И если Новиковы, действительно, желали счастья народу, то дух их может быть спокоен: общенародная жизнь в СССР неустанно прогрессирует в направлении к благоденствию и счастью.
Наш брат, «толстовцы», воспитанные в идеях мирного анархизма, всегда презрительно думали о всякого рода власти. Самое слово «власть» звучало для нас как нечто одиозное, ужасное, преступное. Основательно ли?
На днях, размышляя о природе власти, я подумал, что, собственно, всякое управление общественными делами, всякое правительство – это крест. И крест – далеко не легкий, требующий от того, кто его несет, не только огромного труда, но и большой твердости и выдержки, доходящих до границ полного самоотречения. Я по своему опыту знаю, что на властвующего, правящего (хотя бы в самых узких границах, до заведования каким-нибудь учреждением включительно) наваливается обычно много темных, авантюристических, претенциозных элементов, глубоко эгоистичных «рвачей», ловящих рыбку в мутной воде, желающих поживиться от вас чем-нибудь, а в случае неудачи готовых на оскорбления, клевету, подкопы, на какую угодно «оппозицию». Надо, повторяю, иметь много мужества и твердости, чтобы противостоять этим темным силам, этим «рвачам», – все-равно, в малом ли или в общенародном масштабе; уметь, когда нужно, сказать им: нет! И тут любой христианин – не христианин, если он не выкажет нужной твердости, даст овладеть собой, оплошает, струсит, подчинится: ведь это было бы равносильно отказу от общего дела ради частных, да еще недобросовестных, притязаний.

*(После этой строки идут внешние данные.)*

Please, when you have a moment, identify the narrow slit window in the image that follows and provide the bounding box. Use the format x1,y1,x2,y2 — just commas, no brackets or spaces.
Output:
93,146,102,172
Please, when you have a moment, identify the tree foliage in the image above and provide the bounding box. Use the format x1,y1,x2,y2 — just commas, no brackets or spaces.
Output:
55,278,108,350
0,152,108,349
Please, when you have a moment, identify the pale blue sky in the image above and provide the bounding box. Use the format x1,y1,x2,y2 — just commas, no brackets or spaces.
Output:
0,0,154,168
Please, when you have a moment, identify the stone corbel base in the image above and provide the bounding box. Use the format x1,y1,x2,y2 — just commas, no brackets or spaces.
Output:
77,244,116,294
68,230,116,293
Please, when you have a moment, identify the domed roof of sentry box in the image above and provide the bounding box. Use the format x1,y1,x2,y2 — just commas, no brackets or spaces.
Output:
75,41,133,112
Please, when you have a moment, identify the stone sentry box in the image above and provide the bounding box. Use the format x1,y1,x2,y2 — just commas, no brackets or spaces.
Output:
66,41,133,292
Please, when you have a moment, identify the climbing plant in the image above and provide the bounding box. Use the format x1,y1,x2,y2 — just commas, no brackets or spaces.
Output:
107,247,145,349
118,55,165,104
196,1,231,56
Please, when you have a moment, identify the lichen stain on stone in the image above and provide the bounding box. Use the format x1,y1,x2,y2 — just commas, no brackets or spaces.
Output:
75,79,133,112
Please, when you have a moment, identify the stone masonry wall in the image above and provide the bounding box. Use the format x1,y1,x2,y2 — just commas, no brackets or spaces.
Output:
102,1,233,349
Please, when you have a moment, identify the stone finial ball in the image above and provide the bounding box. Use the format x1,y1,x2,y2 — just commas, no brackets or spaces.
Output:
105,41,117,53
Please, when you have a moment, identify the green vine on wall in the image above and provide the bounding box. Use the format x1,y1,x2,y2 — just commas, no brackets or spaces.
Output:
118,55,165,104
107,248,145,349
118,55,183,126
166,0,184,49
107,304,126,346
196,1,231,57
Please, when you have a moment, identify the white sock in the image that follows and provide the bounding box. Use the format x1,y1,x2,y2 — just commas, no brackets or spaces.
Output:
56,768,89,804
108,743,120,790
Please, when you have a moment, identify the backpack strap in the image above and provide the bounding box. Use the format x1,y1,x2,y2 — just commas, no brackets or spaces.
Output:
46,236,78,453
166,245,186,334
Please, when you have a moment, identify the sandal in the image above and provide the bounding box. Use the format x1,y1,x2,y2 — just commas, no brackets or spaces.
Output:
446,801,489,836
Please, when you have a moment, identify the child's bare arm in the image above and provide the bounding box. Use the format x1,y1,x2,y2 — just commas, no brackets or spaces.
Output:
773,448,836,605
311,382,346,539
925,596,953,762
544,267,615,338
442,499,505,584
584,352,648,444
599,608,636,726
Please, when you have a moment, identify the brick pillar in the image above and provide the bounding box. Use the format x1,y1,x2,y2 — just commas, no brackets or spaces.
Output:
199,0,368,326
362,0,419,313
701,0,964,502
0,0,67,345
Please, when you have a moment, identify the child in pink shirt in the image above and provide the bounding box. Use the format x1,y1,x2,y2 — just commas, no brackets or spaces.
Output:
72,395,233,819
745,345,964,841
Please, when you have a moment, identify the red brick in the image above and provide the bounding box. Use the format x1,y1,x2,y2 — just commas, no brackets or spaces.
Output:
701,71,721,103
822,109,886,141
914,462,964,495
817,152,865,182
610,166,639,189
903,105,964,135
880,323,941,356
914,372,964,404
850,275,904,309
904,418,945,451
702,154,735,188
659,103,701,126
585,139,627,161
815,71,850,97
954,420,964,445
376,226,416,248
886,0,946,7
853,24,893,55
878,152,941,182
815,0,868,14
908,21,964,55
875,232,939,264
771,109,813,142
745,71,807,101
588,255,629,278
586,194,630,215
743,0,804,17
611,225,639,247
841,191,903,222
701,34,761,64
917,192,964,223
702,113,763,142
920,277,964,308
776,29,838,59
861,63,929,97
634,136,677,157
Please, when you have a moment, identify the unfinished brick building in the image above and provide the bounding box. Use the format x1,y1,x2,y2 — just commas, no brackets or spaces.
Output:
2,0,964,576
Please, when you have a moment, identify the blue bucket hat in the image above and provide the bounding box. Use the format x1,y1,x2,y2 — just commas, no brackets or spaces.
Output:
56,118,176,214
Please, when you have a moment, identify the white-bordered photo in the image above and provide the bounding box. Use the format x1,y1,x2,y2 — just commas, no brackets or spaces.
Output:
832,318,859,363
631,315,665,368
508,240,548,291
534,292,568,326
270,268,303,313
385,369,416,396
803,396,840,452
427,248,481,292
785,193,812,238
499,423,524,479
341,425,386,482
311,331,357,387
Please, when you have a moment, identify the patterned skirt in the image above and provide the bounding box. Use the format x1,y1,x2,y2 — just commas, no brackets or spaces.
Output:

Вот тебе и «власть», кошмар всех, и в особенности христианских, анархистов! Ну-тко вы, бегуны от власти, спросите себя: готовы ли вы на такое положение? А если не готовы, то почему? Из эгоизма (желания в бездеятельности соблюсти свое спокойствие) или, действительно, из альтруизма, как вы говорите?
Интересный случай – когда Л. Толстой говорит о «правительстве» совсем иным языком, чем обычно, а именно не как о разбойничьей шайке, а как о подлинном представительстве народа: это – в замечательном, пророческом предисловии к Солдатской и Офицерской памяткам, предисловии, обычно почему-то не печатающемся с этими статьями и приводимом Бирюковым в его «Биографии Л. Н. Толстого», т. 4, стр. 61.
Рекомендуя правительству осуществление земельной реформы по системе Генри Джорджа как меру, могущую предотвратить неизбежную «кровавую революцию», Толстой говорит: «Очень может быть, что я ошибаюсь… Одно несомненно, что дело правительства не заботиться только о том, чтобы не изменилось его положение, а смело взять центральную идею прогресса и всеми силами, которыми оно обладает, проводить ее в жизнь. Только тогда правительства получат в наше время какой-нибудь смысл и перестанут быть предметами ненависти, отвращения и презрения всех тех людей, которые или не пользуются их привилегиями, или не понимают значения правительственной деятельности. А такие люди теперь почти все».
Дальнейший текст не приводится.